By Chef Ella Murphy
Makes 4-6 Servings
- 1 pound fresh nettle leaves
- 2 tbsp butter
- 2 small shallots
- 6 cloves garlic
12 oz cooked artichoke hearts, drained and sliced
- 1 tbsp capers
- Juice of 1 lemon
- 1/4 cup yogurt
- 1/2 cup sour cream
- 1/4 tsp freshly ground black pepper
- 1/2 tsp kosher salt
Heat a sauté pan over medium heat. Add nettle leaves and cook until wilted, about 5 minutes. Transfer to a bowl and allow to cool.
In the same sauté pan, add butter, shallots, and garlic. Cook, stirring frequently, until translucent, about 3-4minutes. Add the artichoke hearts and capers and sauté another 2 minutes. Remove from the heat and allow to cool slightly.
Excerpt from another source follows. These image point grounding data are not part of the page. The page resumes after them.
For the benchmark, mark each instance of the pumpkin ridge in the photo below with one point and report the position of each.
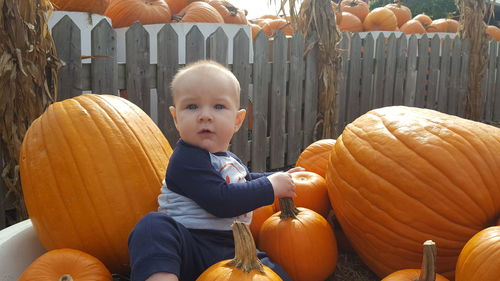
(449, 177)
(103, 229)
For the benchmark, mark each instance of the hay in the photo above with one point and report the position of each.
(472, 26)
(28, 67)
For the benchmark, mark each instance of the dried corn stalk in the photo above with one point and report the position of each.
(472, 26)
(28, 67)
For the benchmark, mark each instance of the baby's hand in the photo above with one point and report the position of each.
(283, 185)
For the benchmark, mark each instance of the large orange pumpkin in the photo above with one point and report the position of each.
(93, 6)
(124, 13)
(245, 266)
(66, 265)
(405, 175)
(480, 257)
(91, 167)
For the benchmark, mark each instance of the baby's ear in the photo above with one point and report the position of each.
(240, 117)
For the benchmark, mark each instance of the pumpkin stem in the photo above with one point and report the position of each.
(428, 272)
(288, 209)
(245, 257)
(66, 277)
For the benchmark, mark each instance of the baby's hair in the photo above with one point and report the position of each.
(203, 64)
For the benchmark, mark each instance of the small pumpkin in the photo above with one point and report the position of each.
(301, 241)
(480, 257)
(380, 18)
(66, 265)
(244, 266)
(93, 6)
(314, 158)
(426, 273)
(124, 13)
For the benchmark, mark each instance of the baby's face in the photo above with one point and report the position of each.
(207, 113)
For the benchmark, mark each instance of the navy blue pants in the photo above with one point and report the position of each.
(160, 244)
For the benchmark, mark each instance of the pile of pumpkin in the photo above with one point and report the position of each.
(91, 167)
(355, 16)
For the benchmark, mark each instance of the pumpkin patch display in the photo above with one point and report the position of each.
(404, 175)
(91, 167)
(66, 265)
(480, 257)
Once the nettles have cooled, roughly chop and squeeze out any excess liquid. Add to a medium-size bowl alone with the artichoke mixture. Add the lemon, yogurt, sour cream, black pepper, and salt. Stir to combine and transfer to a small serving bowl. (The mixture may seem loose, but will set up in the fridge.) Cover tightly and refrigerate for at least 8 hours or overnight.
- Serve with your favorite crackers and crudités.